Directed by: Ridley Scott
Starring: Lady Gaga, Adam Driver, Al Pacino, Jeremy Irons, Jared Leto, Salma Hayek, Jack Huston
House of Gucci is 153 minutes of buildup and about four minutes of payoff. This is the A-list cast of A-list casts and they deliver as well as can be expected, but soon we're impatiently waiting for all of this backstabbing, scheming, and conflict to come to its head already. The actors are having fun in roles which give them a license to overact, but to their credit they don't.... mostly. Jared Leto under makeup looks like Benjamin Franklin with a mustache in his role as Paolo. He's a sad, pathetic Gucci trying to make a name for himself. He wants to be a designer, but as his uncle Rodolfo (Irons) succinctly puts it: "Don't ever show these designs to anyone." Such scenes are few and far between.

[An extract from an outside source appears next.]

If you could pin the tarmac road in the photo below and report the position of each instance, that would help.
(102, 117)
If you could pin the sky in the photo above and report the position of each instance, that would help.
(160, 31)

Based on a true story, House of Gucci is told from the point of view of Patrizia (Gaga), who works as an accountant in her father's trucking business. One night at a party, she meets the awkward Maurizio Gucci (Driver) and she is smitten with him, or at least his last name. Maurizio falls in love with Patrizia, which doesn't sit well with his father, the aforementioned Rodolfo, who soon disowns Maurizio. Patrizia and Maurizio live their lives working for her father, she as an accountant and he has a truck washer, until Maurizio's Uncle Aldo (Pacino) invites him back into the family fold. Patrizia now has another way into the Gucci fortune and after Maurizio regains his share after Rodolfo dies, she schemes to oust Aldo and his son Paolo (Leto) out of their share and thrust Maurizio into the forefront of the Gucci name and business. As far as Maurizio's abilities as the controlling shareholder of Gucci, well he's a better truck washer.
Everyone speaks English in distracting Italian accents which I always wonder why they're done at all. We know the characters are all Italian. Let them speak without accents. So what if the movie doesn't have a dialect coach? Despite their fame and fortune, the members of the Gucci family are desperately unhappy with themselves and each other, and they let us know it in all of their accented glory.
All of this leads up to the eventual murder of Maurizio by a hit man hired by Patrizia and her psychic best friend (Hayek). The murder itself and its aftermath are covered by an epilogue. This may or may not be a spoiler for you, but House of Gucci is more interested in the supposed intrigue of a disintegrating family. In theory, with these actors, such a topic would be engrossing enough to keep our attention, but House of Gucci tells this story at a snail's pace. We're left with a story that doesn't measure up to the talent in front of the camera.